Robust and Interpretable Multimodal Machine Learning Models for Diagnosis and Prognosis of Prostate Cancer

ABSTRACT Prostate cancer is the second leading cause of cancer death and affects about 13 out of 100 American men. The standard diagnosis approach for prostate cancer incorporates prostate specific- antigen (PSA) blood test, digital rectal examination and biopsy, and, recently, the Prostate Imaging Reporting and Data System (PI-RADS) that localizes and stratifies the risk of lesions in biparametric

MRI (bpMRI) images. Detection of clinically significant cancer (csPCa) remains a challenge, resulting in over- and underdiagnosis. Thus, accurate diagnosis and staging of prostate cancer will have a significant impact on successful treatment planning and clinical management. As large-scale imaging datasets become widely available in clinical settings, more prostate cancer studies are adopting

machine learning (ML) and deep learning (DL) techniques. However, the common approach in the existing studies has a drawback of using imaging findings, e.g., lesion size and radiomics features. This project aims to implement and validate cutting-edge DL-based frameworks for the diagnosis and prognosis of prostate cancer while fully utilizing imaging data and clinical scores (e.g., initial PSA

level and prostate genomic score). The proposed project will use state-of-the-art DL architectures such as U-Net, image transformer and neural additive model to develop frameworks for robust DL- based prostate and zonal anatomy segmentation (Aim 1), prediction of a csPCa probability map (Aim 2), and forecast of biochemical recurrence using interpretable multimodal DL framework (Aim 3).

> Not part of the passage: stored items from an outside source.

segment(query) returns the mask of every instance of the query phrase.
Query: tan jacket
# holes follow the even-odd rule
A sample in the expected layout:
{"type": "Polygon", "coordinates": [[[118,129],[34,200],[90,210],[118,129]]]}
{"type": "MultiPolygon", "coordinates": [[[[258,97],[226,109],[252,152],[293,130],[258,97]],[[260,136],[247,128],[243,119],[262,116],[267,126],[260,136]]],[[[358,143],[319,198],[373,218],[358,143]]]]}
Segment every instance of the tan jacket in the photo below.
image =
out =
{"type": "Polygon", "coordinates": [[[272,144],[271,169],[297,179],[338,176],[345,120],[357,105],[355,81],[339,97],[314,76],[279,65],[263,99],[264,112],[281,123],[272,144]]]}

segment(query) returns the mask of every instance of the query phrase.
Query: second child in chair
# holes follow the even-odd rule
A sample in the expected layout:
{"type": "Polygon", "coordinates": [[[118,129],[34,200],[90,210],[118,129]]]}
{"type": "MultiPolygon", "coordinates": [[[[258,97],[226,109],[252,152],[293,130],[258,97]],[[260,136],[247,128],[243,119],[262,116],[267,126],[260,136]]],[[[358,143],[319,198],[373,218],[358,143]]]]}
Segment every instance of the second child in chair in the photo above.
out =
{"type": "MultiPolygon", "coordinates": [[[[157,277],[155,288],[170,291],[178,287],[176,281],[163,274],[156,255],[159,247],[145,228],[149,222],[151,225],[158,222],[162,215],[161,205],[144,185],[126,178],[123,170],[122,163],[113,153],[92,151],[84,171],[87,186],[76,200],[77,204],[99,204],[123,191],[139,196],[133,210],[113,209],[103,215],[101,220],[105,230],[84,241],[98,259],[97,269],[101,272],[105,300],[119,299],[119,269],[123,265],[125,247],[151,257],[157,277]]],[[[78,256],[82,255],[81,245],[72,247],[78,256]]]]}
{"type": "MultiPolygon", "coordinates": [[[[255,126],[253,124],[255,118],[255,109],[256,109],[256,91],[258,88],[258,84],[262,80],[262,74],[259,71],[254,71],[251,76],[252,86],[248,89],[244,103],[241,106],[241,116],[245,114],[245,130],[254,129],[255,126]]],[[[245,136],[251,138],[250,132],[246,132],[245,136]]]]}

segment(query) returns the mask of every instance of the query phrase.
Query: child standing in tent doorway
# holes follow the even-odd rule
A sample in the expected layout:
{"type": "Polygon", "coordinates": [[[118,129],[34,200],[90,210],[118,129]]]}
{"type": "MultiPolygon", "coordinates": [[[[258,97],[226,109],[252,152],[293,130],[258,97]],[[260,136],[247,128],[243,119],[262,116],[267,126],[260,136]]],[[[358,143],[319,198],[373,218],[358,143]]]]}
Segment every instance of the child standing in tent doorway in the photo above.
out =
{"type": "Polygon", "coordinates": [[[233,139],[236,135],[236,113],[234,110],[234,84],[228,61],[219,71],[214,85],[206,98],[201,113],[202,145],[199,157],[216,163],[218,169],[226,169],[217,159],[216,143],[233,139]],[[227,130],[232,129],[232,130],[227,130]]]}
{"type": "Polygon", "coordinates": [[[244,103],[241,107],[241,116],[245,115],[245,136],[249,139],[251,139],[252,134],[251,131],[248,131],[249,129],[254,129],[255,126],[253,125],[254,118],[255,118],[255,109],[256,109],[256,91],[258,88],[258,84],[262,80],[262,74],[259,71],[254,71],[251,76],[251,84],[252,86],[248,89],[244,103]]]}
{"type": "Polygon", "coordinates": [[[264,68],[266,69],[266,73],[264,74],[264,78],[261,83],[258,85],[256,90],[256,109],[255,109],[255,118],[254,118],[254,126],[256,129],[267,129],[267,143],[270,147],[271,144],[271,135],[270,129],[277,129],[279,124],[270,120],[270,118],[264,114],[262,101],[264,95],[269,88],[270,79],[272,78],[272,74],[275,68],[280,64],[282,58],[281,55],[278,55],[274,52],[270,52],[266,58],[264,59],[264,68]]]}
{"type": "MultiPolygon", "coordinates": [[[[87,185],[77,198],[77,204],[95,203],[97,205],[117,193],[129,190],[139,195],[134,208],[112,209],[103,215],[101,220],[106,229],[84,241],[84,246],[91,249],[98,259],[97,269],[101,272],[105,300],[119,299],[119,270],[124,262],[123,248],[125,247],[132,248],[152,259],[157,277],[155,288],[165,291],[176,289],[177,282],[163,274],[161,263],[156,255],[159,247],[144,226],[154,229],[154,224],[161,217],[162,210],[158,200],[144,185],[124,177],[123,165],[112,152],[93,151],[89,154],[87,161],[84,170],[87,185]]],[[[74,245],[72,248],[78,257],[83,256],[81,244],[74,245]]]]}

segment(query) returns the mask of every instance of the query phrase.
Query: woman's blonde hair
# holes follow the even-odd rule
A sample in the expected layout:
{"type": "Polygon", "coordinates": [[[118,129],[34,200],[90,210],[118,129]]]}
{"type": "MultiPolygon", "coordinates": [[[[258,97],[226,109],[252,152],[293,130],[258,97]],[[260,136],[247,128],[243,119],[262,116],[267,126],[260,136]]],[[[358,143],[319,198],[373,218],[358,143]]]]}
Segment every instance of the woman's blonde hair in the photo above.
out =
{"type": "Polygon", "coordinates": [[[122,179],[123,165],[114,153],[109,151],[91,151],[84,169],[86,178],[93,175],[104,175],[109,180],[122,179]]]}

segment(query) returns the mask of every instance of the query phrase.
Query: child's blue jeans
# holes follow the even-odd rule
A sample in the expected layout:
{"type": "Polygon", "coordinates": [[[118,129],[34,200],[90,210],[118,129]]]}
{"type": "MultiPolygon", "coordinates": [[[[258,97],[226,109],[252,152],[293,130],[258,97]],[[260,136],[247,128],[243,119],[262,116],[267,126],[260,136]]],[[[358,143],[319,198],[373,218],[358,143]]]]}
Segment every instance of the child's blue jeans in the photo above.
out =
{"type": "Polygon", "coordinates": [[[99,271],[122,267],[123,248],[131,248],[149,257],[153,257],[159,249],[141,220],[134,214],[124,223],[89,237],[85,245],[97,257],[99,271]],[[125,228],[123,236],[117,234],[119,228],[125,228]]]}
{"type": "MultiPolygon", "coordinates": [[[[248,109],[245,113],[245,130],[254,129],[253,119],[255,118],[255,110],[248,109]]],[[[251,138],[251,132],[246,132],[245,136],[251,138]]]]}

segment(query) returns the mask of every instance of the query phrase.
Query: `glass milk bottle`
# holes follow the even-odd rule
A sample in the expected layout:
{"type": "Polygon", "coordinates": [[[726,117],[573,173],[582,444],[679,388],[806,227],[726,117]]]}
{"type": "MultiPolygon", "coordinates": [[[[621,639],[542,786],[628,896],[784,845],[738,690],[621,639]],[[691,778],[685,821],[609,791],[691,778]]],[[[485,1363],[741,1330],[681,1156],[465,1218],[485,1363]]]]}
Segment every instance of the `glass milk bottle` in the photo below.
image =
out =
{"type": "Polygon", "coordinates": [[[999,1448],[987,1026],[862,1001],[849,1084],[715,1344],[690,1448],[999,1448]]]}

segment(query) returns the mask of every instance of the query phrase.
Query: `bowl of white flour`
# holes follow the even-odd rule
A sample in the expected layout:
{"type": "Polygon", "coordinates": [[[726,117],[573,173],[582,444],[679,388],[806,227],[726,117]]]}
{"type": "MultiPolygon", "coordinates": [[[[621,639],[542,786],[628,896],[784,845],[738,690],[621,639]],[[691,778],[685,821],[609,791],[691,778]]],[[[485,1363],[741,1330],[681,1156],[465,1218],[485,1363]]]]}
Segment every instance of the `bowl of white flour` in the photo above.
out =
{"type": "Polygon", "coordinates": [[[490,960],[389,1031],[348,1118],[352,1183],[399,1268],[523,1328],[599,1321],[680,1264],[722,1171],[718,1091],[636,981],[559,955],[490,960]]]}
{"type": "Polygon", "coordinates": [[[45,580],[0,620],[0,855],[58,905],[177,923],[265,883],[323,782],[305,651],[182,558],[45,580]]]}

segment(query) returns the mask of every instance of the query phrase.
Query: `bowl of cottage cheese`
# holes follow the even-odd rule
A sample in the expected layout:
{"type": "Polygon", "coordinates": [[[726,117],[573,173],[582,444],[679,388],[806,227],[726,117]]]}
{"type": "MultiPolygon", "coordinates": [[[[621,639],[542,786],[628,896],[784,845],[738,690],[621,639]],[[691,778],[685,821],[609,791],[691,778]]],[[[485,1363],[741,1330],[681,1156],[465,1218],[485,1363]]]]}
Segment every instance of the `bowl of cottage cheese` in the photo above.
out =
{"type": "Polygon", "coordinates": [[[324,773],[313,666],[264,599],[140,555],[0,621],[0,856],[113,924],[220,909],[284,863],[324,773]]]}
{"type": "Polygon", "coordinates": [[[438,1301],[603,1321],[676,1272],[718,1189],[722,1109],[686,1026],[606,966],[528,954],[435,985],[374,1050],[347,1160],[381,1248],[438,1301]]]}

We

expect these frameworks will offer novel techniques adapted for prostate cancer, unique and interpretable features from multimodal markers to better understand diagnosis and prognosis, and will eventually help guide treatment selection and clinical management. This project will build on Dr. Kim's quantitative background in modeling and analysis of neuroimaging data. During the project, Dr. Kim

will gain clinical expertise in prostate cancer via formal training driven by coursework (e.g., oncology and biology) and research mentorship. Through the K25 award, Dr. Kim will lay the groundwork for establishing an independent research program of computational methods for prostate cancer.